“True the economy still stinks, and true the stimulus didn’t do what we predicted it would, but that’s because Bush left the economy in worse shape than we thought. If it wasn’t for our quick action, America would have fallen into a great Depression.”
If you believe the President and is progressive followers, the $800+ trillion dollar stimulus plan saved America from falling into a great depression. Many are predicting that claim will be a big part of Obama’s reelection campaign.
Like many other claims coming from the Obama the claim that the stimulus saved us from a Great Depression is pure hyperbole.
The conclusion is that in claiming to have staved off a Depression, the White House and its supporters seem to be engaging in a bit of historical revisionism.
Economists weren’t predicting a Depression.
White House economists forecast in January 2009 that, even without a stimulus, unemployment would top out at just 8.8% — well below the 10.8% peak during the 1981-82 recession, and nowhere near Depression-era unemployment levels.

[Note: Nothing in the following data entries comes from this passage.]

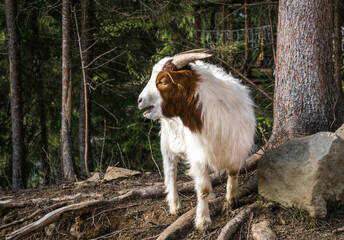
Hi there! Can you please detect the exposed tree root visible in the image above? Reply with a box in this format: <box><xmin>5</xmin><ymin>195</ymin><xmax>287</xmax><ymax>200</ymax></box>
<box><xmin>2</xmin><ymin>172</ymin><xmax>227</xmax><ymax>239</ymax></box>
<box><xmin>217</xmin><ymin>205</ymin><xmax>254</xmax><ymax>240</ymax></box>
<box><xmin>0</xmin><ymin>202</ymin><xmax>68</xmax><ymax>231</ymax></box>
<box><xmin>6</xmin><ymin>200</ymin><xmax>109</xmax><ymax>240</ymax></box>
<box><xmin>252</xmin><ymin>220</ymin><xmax>278</xmax><ymax>240</ymax></box>
<box><xmin>158</xmin><ymin>175</ymin><xmax>257</xmax><ymax>240</ymax></box>
<box><xmin>0</xmin><ymin>193</ymin><xmax>102</xmax><ymax>211</ymax></box>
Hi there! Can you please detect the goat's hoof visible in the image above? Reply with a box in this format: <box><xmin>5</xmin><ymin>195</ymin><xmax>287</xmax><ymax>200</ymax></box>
<box><xmin>210</xmin><ymin>191</ymin><xmax>216</xmax><ymax>199</ymax></box>
<box><xmin>226</xmin><ymin>194</ymin><xmax>239</xmax><ymax>208</ymax></box>
<box><xmin>170</xmin><ymin>202</ymin><xmax>181</xmax><ymax>216</ymax></box>
<box><xmin>196</xmin><ymin>218</ymin><xmax>211</xmax><ymax>233</ymax></box>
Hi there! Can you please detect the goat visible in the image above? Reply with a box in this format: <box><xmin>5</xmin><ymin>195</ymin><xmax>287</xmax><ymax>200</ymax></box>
<box><xmin>138</xmin><ymin>49</ymin><xmax>256</xmax><ymax>231</ymax></box>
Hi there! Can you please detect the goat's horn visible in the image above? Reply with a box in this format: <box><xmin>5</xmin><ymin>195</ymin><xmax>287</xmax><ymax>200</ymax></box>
<box><xmin>172</xmin><ymin>48</ymin><xmax>213</xmax><ymax>69</ymax></box>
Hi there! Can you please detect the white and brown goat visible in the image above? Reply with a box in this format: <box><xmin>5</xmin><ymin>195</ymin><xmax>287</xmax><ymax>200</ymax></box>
<box><xmin>138</xmin><ymin>49</ymin><xmax>256</xmax><ymax>231</ymax></box>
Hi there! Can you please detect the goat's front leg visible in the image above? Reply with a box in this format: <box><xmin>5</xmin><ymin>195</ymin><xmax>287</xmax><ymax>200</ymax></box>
<box><xmin>191</xmin><ymin>163</ymin><xmax>212</xmax><ymax>232</ymax></box>
<box><xmin>163</xmin><ymin>153</ymin><xmax>180</xmax><ymax>214</ymax></box>
<box><xmin>226</xmin><ymin>169</ymin><xmax>239</xmax><ymax>205</ymax></box>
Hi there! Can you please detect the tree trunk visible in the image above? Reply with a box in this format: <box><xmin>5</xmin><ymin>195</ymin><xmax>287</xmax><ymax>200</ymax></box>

The same month, the Congressional Budget Office predicted that, absent any stimulus, the recession would end in “the second half of 2009.” The recession officially ended in June 2009, suggesting that the stimulus did not have anything to do with it.
As a matter of fact, based on the numbers the stimulus had little or any role in ending the recession.
The chart below shows that the recession had pretty much bottomed out by the time the stimulus bill was signed.
According to economists, the recession officially ended in June 2009. Only 15% of the stimulus dollars had been spent by that date, so its safe to say very little of those funds had anything to do with getting us out of the recession.
When the recession officially ended in June 2009, just 15% of the stimulus money had gone out the door. And that figure’s likely inflated, since almost a third of the money was in the form of grants to states, which some studies suggest they didn’t spend, but used to pay down debt.
Other programs Obama often touts — Cash for Clunkers, mortgage help, homebuyer tax credits, the auto rescue plans — either came as the recession had ended or was ending or were widely deemed to be busts.
….Also often overlooked is that a tremendous amount of stimulus already was in the economy when Obama took office, including President Bush’s $150 billion stimulus, two unemployment benefit extensions and $250 billion spent on “automatic stabilizers.”
More importantly, the Bush administration pushed through the controversial $700 billion TARP program (which Obama sustained), while the Fed pursued an aggressive anti-recession campaign by, among other things, effectively lowering its target interest rate to zero.
Princeton economist Alan Blinder and Moody’s Analytics chief economist Mark Zandi studied the relative contribution of Obama’s $830 billion stimulus compared with TARP and the Fed’s “financial-market policies.”
While the economists credit Obama’s stimulus for helping end the recession when it did and keeping unemployment lower than it would have been, they concluded that TARP and the Fed’s actions were “substantially more effective” at saving the economy from ruin.
Is IBD suggesting that it was Bush rather than Obama who ended the recession? I would not go that far. But I would suggest that based on this research, the stimulus plan was nothing but a big waste of money.